Con sus 20 preguntas de “sí” o “no”, el segundo cuestionario es un arma democrática que abre en canal la mente, la voluntad y la intención del cuestionado. Las desnuda ante el escrutinio electoral. Si está de disfraz tiene que quitárselo.
Ayer publicamos el resultado. 17 candidatos respondieron. Son los del PAN, el Panal y el Partido Social Demócrata (PSD), más dos de los cinco de la alianza del Partido del Trabajo y Convergencia.
13 se negaron a responder. Son los candidatos del PRD y el PRI, más tres de la alianza. Alegaron que debido a la índole de los temas no están de acuerdo con el método escogido para las respuestas. Que antes de responder deben oír las voces de todas las ideologías.
La mayoría de los temas viene de polémicas públicas como la inversión privada en áreas energéticas, la reducción del dinero que el gobierno da a los partidos políticos, el aborto, la pena de muerte, el matrimonio entre personas del mismo sexo…

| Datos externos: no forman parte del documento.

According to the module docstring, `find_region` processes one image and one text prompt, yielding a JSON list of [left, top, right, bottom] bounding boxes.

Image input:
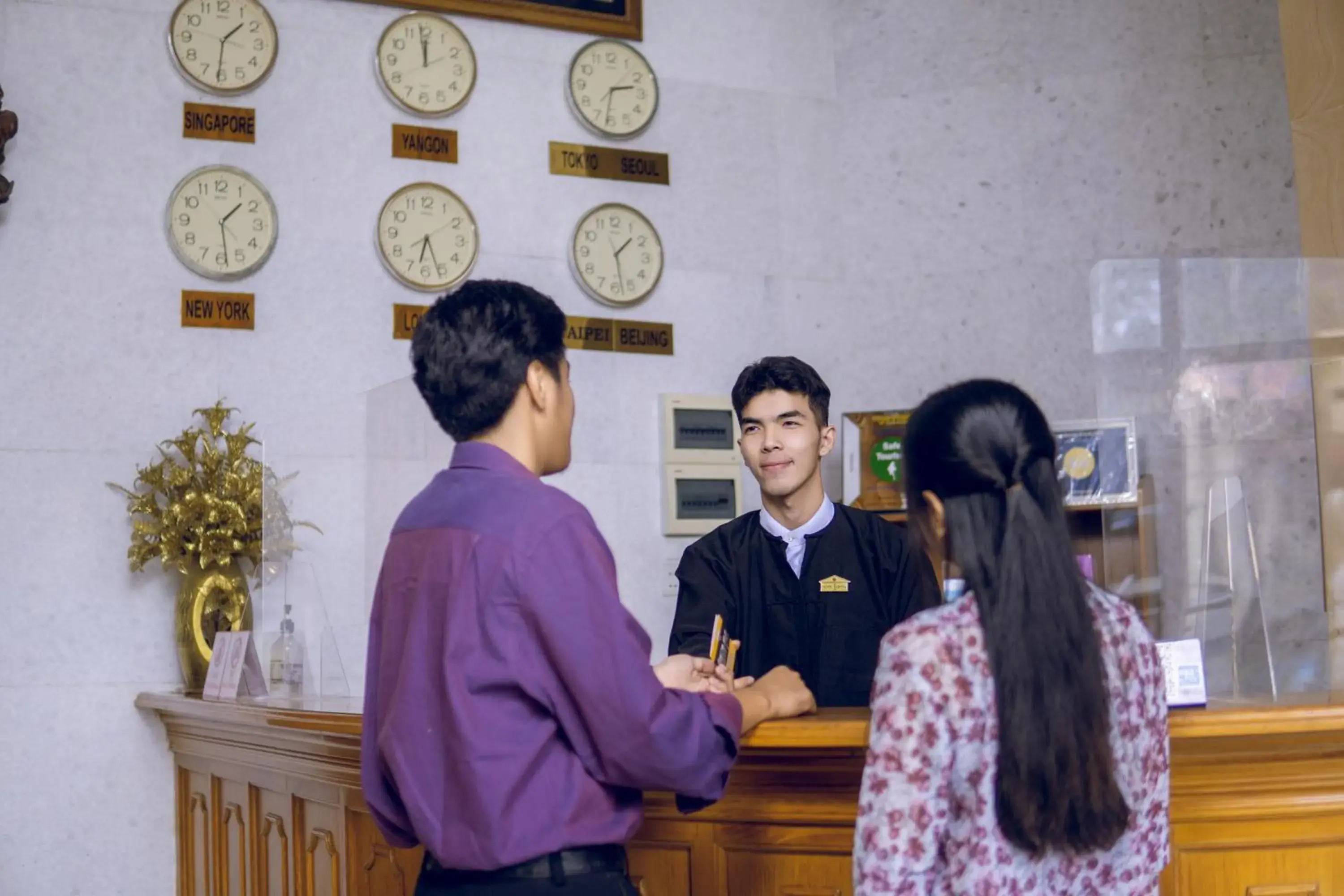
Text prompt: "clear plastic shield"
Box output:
[[1091, 258, 1344, 701]]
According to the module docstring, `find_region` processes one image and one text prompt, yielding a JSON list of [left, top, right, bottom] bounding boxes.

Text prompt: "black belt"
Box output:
[[421, 844, 626, 884]]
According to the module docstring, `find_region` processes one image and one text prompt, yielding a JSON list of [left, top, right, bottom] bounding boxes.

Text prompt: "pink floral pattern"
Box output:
[[853, 591, 1169, 896]]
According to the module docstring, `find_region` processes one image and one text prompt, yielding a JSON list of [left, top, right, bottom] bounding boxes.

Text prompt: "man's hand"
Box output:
[[653, 653, 755, 693], [653, 653, 715, 693]]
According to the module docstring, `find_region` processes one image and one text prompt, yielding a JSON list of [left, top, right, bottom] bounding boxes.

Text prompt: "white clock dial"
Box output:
[[569, 40, 659, 140], [378, 183, 480, 293], [570, 203, 663, 306], [168, 0, 280, 95], [168, 165, 280, 280], [378, 12, 476, 117]]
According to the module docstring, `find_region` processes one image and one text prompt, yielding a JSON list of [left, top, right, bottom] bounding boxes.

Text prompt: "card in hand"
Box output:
[[710, 614, 732, 666]]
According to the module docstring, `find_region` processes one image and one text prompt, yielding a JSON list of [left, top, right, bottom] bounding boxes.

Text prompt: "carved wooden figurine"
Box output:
[[0, 87, 19, 206]]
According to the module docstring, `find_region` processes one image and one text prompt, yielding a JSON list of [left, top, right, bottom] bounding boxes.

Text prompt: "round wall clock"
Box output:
[[378, 183, 480, 293], [168, 0, 280, 95], [570, 203, 663, 306], [168, 165, 280, 280], [569, 39, 659, 140], [378, 12, 476, 117]]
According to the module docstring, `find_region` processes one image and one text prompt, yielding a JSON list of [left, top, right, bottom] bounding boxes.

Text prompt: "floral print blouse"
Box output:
[[853, 588, 1169, 896]]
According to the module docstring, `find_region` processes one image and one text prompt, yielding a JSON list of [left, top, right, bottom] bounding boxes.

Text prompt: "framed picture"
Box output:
[[1051, 418, 1138, 506], [347, 0, 644, 40]]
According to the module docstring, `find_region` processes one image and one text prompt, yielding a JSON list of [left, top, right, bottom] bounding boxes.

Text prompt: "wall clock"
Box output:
[[570, 203, 663, 306], [569, 39, 659, 140], [376, 12, 476, 117], [168, 0, 280, 95], [167, 165, 280, 280], [378, 183, 480, 293]]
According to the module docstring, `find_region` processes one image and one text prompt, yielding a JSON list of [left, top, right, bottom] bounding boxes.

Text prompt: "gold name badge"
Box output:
[[392, 125, 457, 164], [392, 305, 429, 339], [564, 317, 673, 355], [181, 289, 257, 329], [181, 102, 257, 144], [551, 140, 671, 184]]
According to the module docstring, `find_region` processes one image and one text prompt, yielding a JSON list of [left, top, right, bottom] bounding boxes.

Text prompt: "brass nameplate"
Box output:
[[392, 125, 457, 164], [181, 102, 257, 144], [551, 140, 671, 184], [564, 316, 672, 355], [616, 321, 672, 355], [564, 317, 612, 352], [392, 305, 429, 339], [181, 289, 257, 329]]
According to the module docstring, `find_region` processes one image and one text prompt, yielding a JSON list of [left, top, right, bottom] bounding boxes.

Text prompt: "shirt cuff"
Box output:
[[676, 693, 742, 815]]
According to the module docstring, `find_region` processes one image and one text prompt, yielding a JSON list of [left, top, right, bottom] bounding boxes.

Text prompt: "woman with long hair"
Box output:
[[853, 380, 1169, 896]]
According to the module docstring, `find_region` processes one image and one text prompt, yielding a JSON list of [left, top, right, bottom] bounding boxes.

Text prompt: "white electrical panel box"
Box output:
[[663, 463, 742, 534]]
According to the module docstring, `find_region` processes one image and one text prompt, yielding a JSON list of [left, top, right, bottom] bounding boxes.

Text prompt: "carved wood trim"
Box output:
[[257, 811, 289, 896], [187, 790, 211, 896], [364, 844, 406, 896], [308, 827, 340, 896], [219, 803, 247, 896]]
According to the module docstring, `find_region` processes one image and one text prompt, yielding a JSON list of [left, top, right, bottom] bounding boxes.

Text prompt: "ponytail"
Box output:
[[943, 457, 1129, 857]]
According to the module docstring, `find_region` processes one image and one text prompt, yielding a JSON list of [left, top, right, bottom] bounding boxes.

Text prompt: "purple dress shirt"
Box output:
[[362, 442, 742, 869]]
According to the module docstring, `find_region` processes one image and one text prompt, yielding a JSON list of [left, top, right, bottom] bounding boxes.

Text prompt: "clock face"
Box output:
[[378, 183, 480, 293], [569, 40, 659, 138], [168, 165, 280, 280], [378, 12, 476, 117], [570, 203, 663, 305], [168, 0, 278, 95]]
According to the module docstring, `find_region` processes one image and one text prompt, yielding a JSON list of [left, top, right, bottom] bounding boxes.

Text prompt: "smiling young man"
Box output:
[[668, 358, 941, 706]]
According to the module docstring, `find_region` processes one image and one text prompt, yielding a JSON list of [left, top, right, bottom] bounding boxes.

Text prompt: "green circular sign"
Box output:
[[868, 439, 902, 482]]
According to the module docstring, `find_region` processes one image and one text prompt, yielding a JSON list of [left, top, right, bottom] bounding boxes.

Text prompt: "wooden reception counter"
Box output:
[[136, 693, 1344, 896]]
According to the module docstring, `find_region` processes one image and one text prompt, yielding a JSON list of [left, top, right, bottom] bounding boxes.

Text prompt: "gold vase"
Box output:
[[173, 565, 253, 693]]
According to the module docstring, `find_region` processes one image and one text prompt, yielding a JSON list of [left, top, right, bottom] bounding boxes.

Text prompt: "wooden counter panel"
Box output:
[[136, 694, 1344, 896]]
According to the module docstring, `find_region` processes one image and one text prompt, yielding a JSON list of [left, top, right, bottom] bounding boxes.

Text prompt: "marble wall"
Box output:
[[0, 0, 1297, 896]]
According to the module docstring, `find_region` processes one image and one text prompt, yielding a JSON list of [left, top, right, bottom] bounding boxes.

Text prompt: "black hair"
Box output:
[[732, 358, 831, 426], [905, 380, 1130, 857], [411, 280, 566, 442]]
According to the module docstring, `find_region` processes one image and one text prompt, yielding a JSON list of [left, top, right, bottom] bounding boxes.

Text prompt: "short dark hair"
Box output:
[[905, 380, 1130, 857], [411, 280, 566, 442], [732, 356, 831, 426]]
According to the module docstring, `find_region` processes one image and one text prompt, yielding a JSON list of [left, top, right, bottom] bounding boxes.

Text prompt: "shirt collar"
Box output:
[[761, 498, 836, 538], [448, 442, 536, 479]]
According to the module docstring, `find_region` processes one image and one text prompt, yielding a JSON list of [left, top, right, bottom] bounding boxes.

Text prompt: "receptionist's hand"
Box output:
[[710, 663, 755, 693], [751, 666, 817, 719]]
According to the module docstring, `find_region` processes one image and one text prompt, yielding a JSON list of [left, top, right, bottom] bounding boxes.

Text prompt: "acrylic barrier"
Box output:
[[359, 376, 453, 612], [253, 422, 358, 711], [1091, 258, 1344, 702]]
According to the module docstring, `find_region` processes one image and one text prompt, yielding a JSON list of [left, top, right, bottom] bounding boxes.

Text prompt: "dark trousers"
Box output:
[[415, 846, 640, 896]]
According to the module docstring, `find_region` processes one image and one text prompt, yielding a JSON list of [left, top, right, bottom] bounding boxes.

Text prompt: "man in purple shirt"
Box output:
[[362, 281, 814, 896]]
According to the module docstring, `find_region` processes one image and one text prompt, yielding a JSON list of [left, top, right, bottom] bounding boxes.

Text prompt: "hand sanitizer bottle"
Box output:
[[270, 603, 304, 698]]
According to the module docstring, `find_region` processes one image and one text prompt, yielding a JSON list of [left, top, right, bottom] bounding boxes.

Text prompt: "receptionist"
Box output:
[[668, 358, 941, 706]]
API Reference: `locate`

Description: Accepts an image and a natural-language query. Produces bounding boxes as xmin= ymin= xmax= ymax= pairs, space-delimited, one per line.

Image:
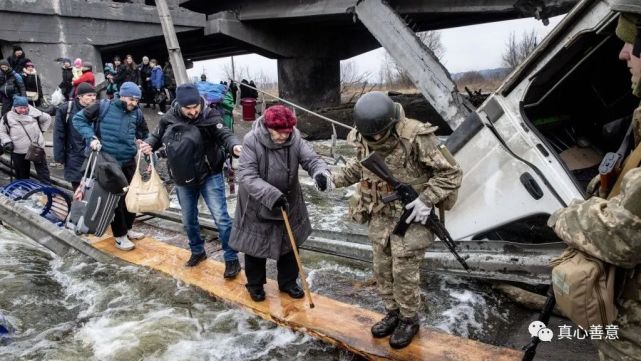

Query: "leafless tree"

xmin=503 ymin=29 xmax=538 ymax=69
xmin=379 ymin=31 xmax=445 ymax=87
xmin=340 ymin=61 xmax=375 ymax=103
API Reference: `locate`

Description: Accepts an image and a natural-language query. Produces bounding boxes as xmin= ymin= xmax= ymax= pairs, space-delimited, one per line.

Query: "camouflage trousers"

xmin=595 ymin=300 xmax=641 ymax=361
xmin=369 ymin=216 xmax=433 ymax=318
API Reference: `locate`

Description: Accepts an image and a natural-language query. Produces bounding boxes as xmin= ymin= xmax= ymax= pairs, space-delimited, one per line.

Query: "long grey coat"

xmin=229 ymin=118 xmax=327 ymax=259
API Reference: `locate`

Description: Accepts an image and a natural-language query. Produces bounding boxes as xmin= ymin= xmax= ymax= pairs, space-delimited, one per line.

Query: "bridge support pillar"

xmin=278 ymin=58 xmax=341 ymax=136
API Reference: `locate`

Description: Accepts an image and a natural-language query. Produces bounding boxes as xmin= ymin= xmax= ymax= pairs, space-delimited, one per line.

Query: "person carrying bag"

xmin=0 ymin=96 xmax=51 ymax=184
xmin=125 ymin=151 xmax=169 ymax=213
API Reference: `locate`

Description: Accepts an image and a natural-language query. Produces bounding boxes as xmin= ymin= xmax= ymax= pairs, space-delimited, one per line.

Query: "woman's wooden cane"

xmin=280 ymin=207 xmax=314 ymax=308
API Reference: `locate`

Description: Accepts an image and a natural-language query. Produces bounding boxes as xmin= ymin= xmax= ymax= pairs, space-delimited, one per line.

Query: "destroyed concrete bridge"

xmin=0 ymin=0 xmax=577 ymax=128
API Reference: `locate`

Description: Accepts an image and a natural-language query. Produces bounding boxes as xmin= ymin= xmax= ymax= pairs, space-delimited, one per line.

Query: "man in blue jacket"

xmin=73 ymin=82 xmax=149 ymax=251
xmin=140 ymin=84 xmax=242 ymax=278
xmin=53 ymin=83 xmax=96 ymax=190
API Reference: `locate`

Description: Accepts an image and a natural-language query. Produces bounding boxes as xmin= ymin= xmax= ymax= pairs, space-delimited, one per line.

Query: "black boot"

xmin=223 ymin=259 xmax=240 ymax=278
xmin=390 ymin=317 xmax=418 ymax=348
xmin=245 ymin=286 xmax=265 ymax=302
xmin=372 ymin=310 xmax=400 ymax=338
xmin=280 ymin=283 xmax=305 ymax=298
xmin=185 ymin=252 xmax=207 ymax=267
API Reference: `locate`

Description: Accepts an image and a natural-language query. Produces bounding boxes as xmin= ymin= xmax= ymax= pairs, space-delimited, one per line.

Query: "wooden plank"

xmin=90 ymin=235 xmax=523 ymax=361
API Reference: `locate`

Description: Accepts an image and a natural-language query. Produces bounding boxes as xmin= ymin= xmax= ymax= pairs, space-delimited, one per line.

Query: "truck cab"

xmin=446 ymin=0 xmax=639 ymax=243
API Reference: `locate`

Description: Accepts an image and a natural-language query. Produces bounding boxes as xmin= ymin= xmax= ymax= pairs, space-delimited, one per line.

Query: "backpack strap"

xmin=65 ymin=100 xmax=73 ymax=125
xmin=93 ymin=99 xmax=111 ymax=139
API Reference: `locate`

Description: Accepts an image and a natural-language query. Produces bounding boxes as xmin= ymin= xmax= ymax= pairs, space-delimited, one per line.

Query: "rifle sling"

xmin=608 ymin=143 xmax=641 ymax=199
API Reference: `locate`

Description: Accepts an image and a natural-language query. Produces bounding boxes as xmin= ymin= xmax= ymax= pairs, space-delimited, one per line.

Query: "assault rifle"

xmin=361 ymin=152 xmax=470 ymax=272
xmin=599 ymin=123 xmax=632 ymax=198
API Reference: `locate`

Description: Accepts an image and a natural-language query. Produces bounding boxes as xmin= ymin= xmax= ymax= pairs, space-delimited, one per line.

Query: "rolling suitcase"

xmin=66 ymin=152 xmax=122 ymax=237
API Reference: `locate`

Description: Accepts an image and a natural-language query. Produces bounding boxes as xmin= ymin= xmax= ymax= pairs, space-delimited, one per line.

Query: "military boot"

xmin=372 ymin=310 xmax=400 ymax=338
xmin=390 ymin=316 xmax=419 ymax=348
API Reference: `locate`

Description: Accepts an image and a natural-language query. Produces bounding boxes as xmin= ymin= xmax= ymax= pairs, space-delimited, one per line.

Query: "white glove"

xmin=405 ymin=198 xmax=432 ymax=224
xmin=89 ymin=139 xmax=102 ymax=152
xmin=314 ymin=171 xmax=336 ymax=192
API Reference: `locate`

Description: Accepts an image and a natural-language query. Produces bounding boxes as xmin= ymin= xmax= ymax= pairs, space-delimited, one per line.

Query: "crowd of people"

xmin=0 ymin=3 xmax=641 ymax=354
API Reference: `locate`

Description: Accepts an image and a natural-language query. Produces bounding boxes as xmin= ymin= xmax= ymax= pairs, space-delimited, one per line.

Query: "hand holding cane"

xmin=280 ymin=207 xmax=314 ymax=308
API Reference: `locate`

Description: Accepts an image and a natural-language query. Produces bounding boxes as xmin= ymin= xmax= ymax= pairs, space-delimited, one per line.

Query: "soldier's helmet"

xmin=353 ymin=91 xmax=399 ymax=137
xmin=611 ymin=0 xmax=641 ymax=57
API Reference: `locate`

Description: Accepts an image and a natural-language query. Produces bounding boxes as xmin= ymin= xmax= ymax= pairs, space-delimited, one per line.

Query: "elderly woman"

xmin=229 ymin=105 xmax=331 ymax=301
xmin=0 ymin=95 xmax=51 ymax=184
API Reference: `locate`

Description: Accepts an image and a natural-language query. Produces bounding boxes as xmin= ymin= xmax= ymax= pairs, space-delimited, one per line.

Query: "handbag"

xmin=125 ymin=151 xmax=169 ymax=213
xmin=26 ymin=90 xmax=40 ymax=102
xmin=18 ymin=116 xmax=47 ymax=163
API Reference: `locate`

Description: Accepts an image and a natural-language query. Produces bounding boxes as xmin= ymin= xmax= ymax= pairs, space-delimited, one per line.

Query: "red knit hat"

xmin=263 ymin=105 xmax=296 ymax=133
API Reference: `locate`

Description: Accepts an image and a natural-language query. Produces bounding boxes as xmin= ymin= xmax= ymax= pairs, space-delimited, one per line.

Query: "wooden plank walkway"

xmin=90 ymin=235 xmax=523 ymax=361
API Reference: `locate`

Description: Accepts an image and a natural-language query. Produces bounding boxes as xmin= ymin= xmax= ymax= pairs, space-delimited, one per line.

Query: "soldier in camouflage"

xmin=548 ymin=0 xmax=641 ymax=361
xmin=332 ymin=92 xmax=462 ymax=348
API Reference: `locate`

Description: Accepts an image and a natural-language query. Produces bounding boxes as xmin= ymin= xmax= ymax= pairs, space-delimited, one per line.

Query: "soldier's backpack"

xmin=551 ymin=247 xmax=617 ymax=330
xmin=162 ymin=122 xmax=211 ymax=186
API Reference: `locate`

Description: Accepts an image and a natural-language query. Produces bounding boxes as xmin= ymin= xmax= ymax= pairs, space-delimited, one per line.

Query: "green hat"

xmin=616 ymin=13 xmax=637 ymax=44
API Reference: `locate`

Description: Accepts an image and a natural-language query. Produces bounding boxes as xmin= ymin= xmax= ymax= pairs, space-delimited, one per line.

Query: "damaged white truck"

xmin=308 ymin=0 xmax=639 ymax=284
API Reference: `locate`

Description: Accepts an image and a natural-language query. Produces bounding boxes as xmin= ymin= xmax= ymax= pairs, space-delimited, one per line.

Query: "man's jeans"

Una pregunta en particular tiene calado profundo: “En caso de que su pensamiento sea diferente a la tendencia de su partido, ¿votaría de acuerdo con su propia convicción?”.
La impresión de la columna es que los candidatos del sí no tienen miedo ni reparos en que se les vea tal cual son. Hablan en estos tiempos en que el silencio es el refugio convenenciero o cómplice que se busca al huir de una verticalidad incómoda. Se definen en estos días de incertidumbres que desorientan o paralizan. No dicen: votaré en el Congreso como tú quieras. Ponen las cartas sobre la mesa: votaré de acuerdo con mi conciencia. Cada uno con su propia personalidad. Los electores saben a qué atenerse con ellos.
Es distinta la impresión de la columna sobre los candidatos del no, sobre todo cuando reaccionan en muchedumbre a preguntas dirigidas al individuo. Se van en tropel a la estampida. La masa desplaza a la personalidad. Someten las convicciones a consultas. Se escabullen de preguntas que pueden pintarlos de cuerpo entero. Parece que tienen la certeza, o por lo menos el temor, de que sus respuestas, si son francas, les van a hacer un hueco a sus candidaturas. O les van a costar el favor del mandamás.
Los candidatos del sí se abren de capa. Se tiran al agua. Los candidatos del no se encierran en su concha. No tiran la careta. En un caso, claridad que invita al compromiso con los principios. Aquí y ahora. En el otro, oscuridad que favorece la transacción y ampara el acomodamiento a las circunstancias.
Los candidatos del sí surgen del cuestionario como hombres y mujeres que estarán de pie frente a la tormenta. Los candidatos del no siembran la sospecha de que irán por donde sople el viento. Sí o no. Faros y veletas. Es lo que ve la columna en el horizonte electoral.